Data Integration in Systems Biology: Characterization of Biological Phenomena from Structural and Functional Information
One of the most challenging research problem of System Biology nowadays is the inference (or reverse-engineering) of gene regulatory networks (GRNs) from expression profiles. This research issue became important after the development of high-throughput technologies for extraction of gene expressions, such as DNA microarrays or SAGE, and more recently RNA-Seq.

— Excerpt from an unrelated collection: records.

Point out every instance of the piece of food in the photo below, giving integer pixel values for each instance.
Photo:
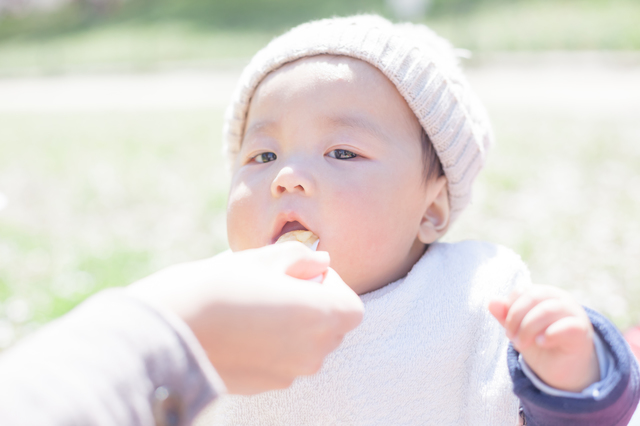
(307, 238)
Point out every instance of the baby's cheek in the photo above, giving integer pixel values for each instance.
(243, 221)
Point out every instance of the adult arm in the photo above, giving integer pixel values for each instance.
(613, 401)
(142, 356)
(112, 361)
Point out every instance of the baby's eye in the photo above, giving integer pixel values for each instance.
(342, 154)
(265, 157)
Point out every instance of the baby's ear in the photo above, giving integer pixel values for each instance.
(435, 220)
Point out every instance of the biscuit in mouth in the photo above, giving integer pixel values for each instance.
(307, 238)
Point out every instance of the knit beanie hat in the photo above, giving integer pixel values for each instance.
(424, 68)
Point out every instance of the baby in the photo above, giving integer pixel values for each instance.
(366, 134)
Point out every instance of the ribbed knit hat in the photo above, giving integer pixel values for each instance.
(424, 68)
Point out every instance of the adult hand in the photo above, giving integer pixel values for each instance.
(258, 319)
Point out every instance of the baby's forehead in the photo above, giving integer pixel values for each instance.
(325, 68)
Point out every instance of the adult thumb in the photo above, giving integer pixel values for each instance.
(343, 299)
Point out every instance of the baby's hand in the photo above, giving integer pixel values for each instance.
(553, 333)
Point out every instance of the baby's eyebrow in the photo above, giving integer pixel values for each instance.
(358, 122)
(259, 126)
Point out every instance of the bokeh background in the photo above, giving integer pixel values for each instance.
(110, 138)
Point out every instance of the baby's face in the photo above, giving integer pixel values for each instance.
(331, 146)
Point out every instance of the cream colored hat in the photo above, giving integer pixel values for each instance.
(424, 68)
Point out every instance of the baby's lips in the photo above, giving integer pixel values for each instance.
(307, 238)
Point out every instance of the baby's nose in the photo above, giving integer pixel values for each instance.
(291, 180)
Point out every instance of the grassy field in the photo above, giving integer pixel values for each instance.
(102, 197)
(99, 199)
(143, 43)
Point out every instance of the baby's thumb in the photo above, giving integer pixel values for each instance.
(499, 308)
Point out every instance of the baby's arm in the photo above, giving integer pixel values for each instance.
(613, 397)
(554, 335)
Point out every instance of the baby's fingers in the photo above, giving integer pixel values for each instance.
(567, 332)
(523, 303)
(499, 308)
(536, 322)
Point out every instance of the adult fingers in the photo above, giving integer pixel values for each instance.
(342, 300)
(308, 264)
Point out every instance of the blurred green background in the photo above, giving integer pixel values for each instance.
(111, 114)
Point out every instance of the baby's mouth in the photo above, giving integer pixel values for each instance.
(292, 226)
(295, 231)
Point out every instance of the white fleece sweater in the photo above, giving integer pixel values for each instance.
(427, 352)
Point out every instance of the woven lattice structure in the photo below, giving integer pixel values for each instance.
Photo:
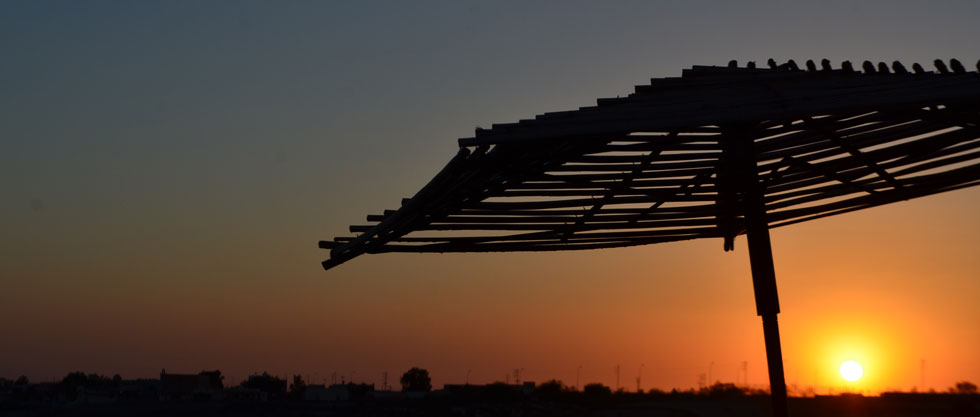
(661, 164)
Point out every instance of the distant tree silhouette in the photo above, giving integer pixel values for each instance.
(269, 384)
(70, 384)
(552, 390)
(596, 390)
(964, 387)
(416, 379)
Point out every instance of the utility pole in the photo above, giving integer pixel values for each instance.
(639, 380)
(617, 377)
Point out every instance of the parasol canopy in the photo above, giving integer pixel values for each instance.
(715, 153)
(663, 163)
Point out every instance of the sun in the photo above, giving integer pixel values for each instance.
(851, 371)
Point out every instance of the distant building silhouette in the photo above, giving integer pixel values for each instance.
(204, 385)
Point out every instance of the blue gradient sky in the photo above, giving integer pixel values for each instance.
(166, 169)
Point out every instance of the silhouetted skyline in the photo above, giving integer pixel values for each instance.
(166, 167)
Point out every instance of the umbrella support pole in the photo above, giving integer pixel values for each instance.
(738, 145)
(767, 304)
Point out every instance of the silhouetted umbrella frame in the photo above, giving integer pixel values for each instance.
(717, 152)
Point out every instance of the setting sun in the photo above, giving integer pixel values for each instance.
(851, 371)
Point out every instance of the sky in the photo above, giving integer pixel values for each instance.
(167, 168)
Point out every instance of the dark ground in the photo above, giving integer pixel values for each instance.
(844, 406)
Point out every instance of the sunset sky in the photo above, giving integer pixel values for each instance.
(167, 168)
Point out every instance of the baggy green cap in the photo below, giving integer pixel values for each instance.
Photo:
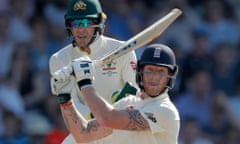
(79, 9)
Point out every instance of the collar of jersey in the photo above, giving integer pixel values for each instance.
(161, 97)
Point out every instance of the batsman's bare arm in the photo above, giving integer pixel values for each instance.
(82, 130)
(107, 116)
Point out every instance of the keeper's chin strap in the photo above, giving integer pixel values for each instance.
(153, 96)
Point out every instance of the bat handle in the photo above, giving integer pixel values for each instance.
(97, 63)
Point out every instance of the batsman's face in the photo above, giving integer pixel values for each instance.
(155, 79)
(83, 31)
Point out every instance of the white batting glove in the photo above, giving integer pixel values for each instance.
(83, 70)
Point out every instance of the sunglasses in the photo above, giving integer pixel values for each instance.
(82, 22)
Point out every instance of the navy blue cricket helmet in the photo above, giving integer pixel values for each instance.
(159, 55)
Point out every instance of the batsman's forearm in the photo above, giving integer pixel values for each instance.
(100, 108)
(74, 121)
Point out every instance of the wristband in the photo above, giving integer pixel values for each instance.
(84, 83)
(64, 98)
(66, 104)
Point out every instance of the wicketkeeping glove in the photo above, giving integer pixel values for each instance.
(83, 70)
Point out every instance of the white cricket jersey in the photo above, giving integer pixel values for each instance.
(162, 116)
(108, 78)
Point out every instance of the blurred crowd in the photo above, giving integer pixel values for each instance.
(205, 39)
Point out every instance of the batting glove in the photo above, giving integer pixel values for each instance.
(83, 70)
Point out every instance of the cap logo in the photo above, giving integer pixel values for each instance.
(79, 5)
(157, 53)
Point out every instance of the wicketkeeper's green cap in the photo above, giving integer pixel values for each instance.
(79, 9)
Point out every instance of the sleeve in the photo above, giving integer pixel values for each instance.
(161, 118)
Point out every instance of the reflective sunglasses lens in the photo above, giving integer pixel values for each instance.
(84, 22)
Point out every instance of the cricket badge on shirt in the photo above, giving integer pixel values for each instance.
(133, 65)
(109, 69)
(151, 117)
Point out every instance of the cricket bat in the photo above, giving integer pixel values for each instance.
(144, 37)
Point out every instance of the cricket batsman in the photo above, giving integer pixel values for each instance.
(85, 22)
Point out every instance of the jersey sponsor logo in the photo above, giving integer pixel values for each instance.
(130, 107)
(109, 69)
(133, 65)
(151, 117)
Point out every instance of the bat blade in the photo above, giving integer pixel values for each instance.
(144, 37)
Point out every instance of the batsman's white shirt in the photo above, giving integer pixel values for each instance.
(108, 78)
(162, 116)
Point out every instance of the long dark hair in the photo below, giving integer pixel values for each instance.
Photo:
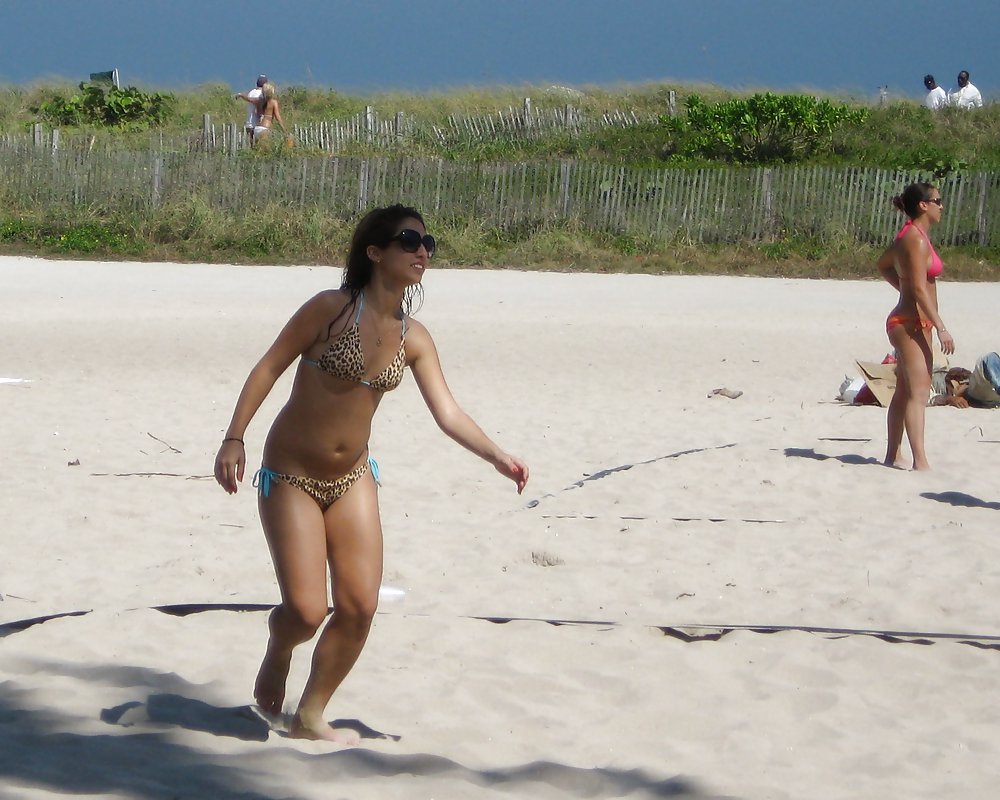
(377, 227)
(913, 195)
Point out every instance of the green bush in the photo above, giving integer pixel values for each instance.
(120, 108)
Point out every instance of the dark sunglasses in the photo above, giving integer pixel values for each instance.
(410, 241)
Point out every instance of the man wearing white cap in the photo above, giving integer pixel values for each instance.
(253, 97)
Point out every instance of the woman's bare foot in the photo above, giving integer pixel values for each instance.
(322, 731)
(269, 688)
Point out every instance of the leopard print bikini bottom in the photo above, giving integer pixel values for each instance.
(324, 492)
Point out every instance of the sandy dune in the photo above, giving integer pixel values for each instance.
(754, 607)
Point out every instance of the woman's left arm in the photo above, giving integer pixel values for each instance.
(426, 367)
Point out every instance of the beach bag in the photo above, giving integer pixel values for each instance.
(984, 382)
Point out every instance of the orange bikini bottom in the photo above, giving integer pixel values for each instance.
(900, 319)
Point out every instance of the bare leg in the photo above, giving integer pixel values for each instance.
(895, 421)
(354, 546)
(294, 528)
(913, 369)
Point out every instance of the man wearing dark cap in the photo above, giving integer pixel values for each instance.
(966, 95)
(253, 97)
(936, 96)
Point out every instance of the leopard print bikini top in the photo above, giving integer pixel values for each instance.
(345, 359)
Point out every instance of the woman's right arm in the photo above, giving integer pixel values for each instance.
(887, 266)
(295, 338)
(913, 258)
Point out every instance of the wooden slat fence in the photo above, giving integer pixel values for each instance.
(701, 205)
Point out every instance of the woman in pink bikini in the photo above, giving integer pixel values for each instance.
(912, 266)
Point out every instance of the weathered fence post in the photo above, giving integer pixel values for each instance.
(564, 170)
(363, 185)
(157, 180)
(767, 176)
(984, 233)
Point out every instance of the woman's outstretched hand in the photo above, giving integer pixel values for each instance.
(513, 468)
(229, 465)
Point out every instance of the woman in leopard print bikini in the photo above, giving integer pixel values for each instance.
(317, 491)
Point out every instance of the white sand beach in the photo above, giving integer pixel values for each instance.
(696, 596)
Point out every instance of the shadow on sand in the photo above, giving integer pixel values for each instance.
(847, 458)
(960, 499)
(143, 758)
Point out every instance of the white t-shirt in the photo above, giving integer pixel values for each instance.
(253, 114)
(936, 98)
(966, 97)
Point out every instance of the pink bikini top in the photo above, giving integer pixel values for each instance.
(936, 267)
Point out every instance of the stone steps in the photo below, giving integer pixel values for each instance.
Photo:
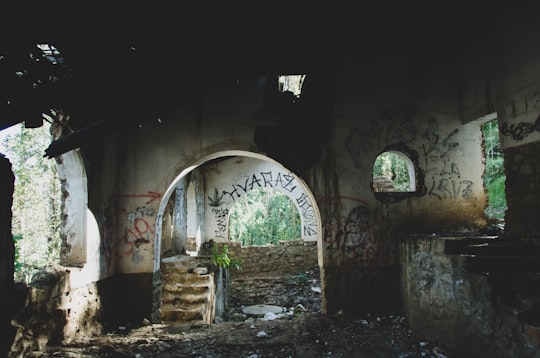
(187, 292)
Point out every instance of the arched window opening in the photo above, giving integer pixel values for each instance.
(393, 171)
(36, 199)
(494, 175)
(264, 217)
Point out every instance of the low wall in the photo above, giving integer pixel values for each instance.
(288, 257)
(55, 311)
(445, 303)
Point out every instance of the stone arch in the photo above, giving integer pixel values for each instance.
(287, 182)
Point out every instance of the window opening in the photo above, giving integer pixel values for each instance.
(264, 217)
(494, 175)
(291, 83)
(393, 171)
(36, 199)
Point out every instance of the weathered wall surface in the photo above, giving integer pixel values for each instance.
(518, 109)
(56, 310)
(357, 229)
(228, 180)
(288, 257)
(445, 303)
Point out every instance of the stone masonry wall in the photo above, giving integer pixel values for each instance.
(446, 303)
(54, 311)
(288, 257)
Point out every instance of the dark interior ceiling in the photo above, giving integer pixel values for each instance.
(126, 60)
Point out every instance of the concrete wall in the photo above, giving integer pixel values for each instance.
(286, 258)
(230, 179)
(424, 104)
(361, 117)
(445, 303)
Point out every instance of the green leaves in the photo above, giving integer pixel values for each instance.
(222, 258)
(263, 217)
(36, 200)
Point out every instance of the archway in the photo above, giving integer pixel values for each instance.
(204, 193)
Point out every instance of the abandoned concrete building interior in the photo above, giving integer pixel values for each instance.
(165, 116)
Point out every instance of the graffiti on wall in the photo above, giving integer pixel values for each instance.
(284, 182)
(106, 234)
(447, 182)
(521, 130)
(138, 232)
(397, 127)
(351, 236)
(221, 215)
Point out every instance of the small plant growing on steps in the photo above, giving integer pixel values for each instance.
(221, 258)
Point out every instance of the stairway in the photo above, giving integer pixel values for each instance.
(187, 290)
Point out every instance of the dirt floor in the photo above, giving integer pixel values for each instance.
(300, 330)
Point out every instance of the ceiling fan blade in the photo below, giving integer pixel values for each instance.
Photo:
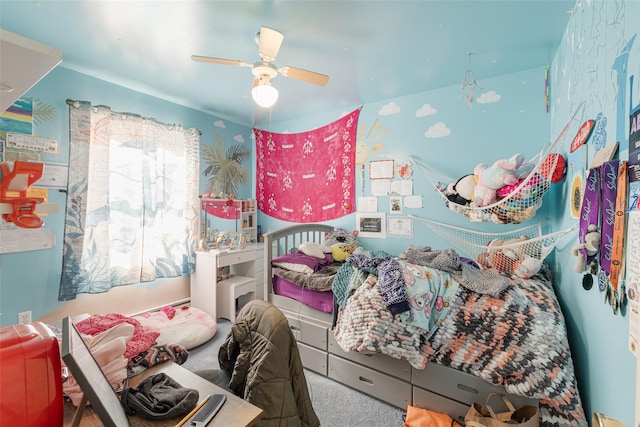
(222, 61)
(269, 45)
(307, 76)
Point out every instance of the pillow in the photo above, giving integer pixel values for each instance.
(188, 327)
(341, 252)
(301, 263)
(108, 348)
(313, 249)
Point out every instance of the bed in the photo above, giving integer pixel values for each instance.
(125, 346)
(467, 344)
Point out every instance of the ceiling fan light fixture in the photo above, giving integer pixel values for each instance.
(263, 93)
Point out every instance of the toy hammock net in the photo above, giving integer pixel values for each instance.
(519, 252)
(522, 199)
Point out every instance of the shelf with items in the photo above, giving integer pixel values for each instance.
(227, 221)
(249, 221)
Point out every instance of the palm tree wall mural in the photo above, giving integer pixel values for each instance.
(224, 167)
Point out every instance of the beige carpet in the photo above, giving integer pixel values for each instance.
(335, 404)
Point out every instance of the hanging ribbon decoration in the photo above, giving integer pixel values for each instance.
(590, 211)
(609, 180)
(618, 298)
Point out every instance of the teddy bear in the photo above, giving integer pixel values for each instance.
(502, 254)
(489, 179)
(460, 193)
(341, 243)
(591, 245)
(527, 267)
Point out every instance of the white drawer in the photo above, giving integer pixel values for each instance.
(460, 386)
(313, 358)
(233, 257)
(374, 383)
(426, 400)
(380, 362)
(307, 331)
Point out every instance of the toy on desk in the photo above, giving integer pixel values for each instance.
(22, 208)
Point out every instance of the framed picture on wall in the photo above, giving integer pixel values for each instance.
(381, 169)
(371, 225)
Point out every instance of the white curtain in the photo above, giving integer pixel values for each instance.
(132, 203)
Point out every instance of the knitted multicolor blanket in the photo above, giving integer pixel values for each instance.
(517, 340)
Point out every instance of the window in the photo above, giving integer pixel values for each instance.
(132, 203)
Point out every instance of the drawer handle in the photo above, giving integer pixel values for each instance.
(365, 380)
(468, 389)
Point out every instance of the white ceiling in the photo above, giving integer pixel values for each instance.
(371, 50)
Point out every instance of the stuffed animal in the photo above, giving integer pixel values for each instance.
(341, 243)
(502, 255)
(502, 216)
(554, 167)
(527, 267)
(591, 245)
(461, 192)
(490, 179)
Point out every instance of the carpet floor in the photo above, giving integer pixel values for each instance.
(335, 404)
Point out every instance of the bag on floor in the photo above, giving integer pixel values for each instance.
(418, 417)
(526, 416)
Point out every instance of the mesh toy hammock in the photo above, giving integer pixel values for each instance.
(523, 254)
(522, 201)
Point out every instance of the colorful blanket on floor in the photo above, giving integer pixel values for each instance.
(517, 340)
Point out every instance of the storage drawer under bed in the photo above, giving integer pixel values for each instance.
(380, 362)
(307, 330)
(461, 386)
(374, 383)
(313, 358)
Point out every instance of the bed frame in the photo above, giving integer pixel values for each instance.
(393, 381)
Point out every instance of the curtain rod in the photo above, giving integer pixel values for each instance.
(74, 104)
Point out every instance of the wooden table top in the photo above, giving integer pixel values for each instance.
(234, 413)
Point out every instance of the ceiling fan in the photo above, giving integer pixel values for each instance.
(269, 42)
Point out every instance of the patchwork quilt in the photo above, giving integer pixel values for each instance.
(517, 340)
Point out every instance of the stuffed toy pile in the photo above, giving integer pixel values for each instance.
(490, 184)
(511, 257)
(339, 243)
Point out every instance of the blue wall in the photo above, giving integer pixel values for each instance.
(30, 280)
(584, 70)
(594, 64)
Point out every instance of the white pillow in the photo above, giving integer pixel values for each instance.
(299, 268)
(313, 249)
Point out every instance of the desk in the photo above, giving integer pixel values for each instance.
(247, 262)
(234, 413)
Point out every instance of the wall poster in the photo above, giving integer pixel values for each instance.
(371, 225)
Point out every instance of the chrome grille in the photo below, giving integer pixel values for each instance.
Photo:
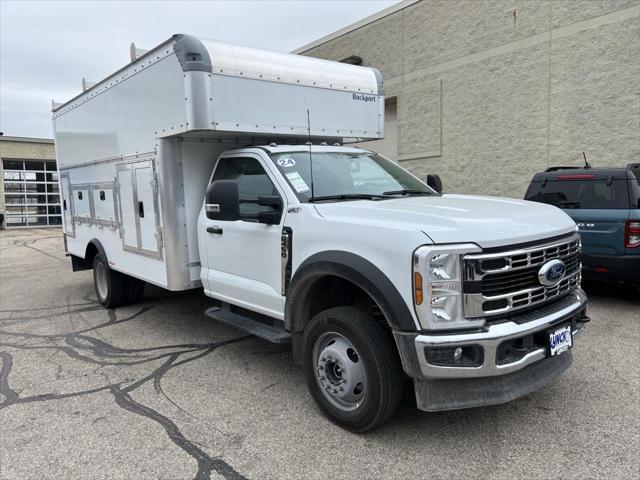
(498, 283)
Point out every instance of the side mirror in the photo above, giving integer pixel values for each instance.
(434, 182)
(222, 201)
(273, 217)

This problem regards on discover regulatory relationships between biological molecules in order to recover a complex network of interrelationships, which can reveal/describe not only diverse biological functions but also the dynamics of molecular activities. It is very important to understand how many biological processes happen and in most cases, how to prevent it from happening (diseases).
In the context of expression profiles, a big challenge that researchers need to face is the large number of variables or genes (thousands) for just a few experiments available (dozens). In order to infer relationships among those variables, it is needed a great effort in developing novel computational and statistical techniques that are able to alleviate the intrinsic error estimation committed in the presence of small number of samples with huge dimensionalities.
In general, it is not possible to recover the GRNs very accurately. The main reasons for this are the lack information about the biological organism, the high complexity of the networks and the intrinsic noise of the expression measurements. Thus, infer, analyze and compare the interrelationship between genes with precision, generating Gene Regulatory Networks (GRNs) is an open research problem.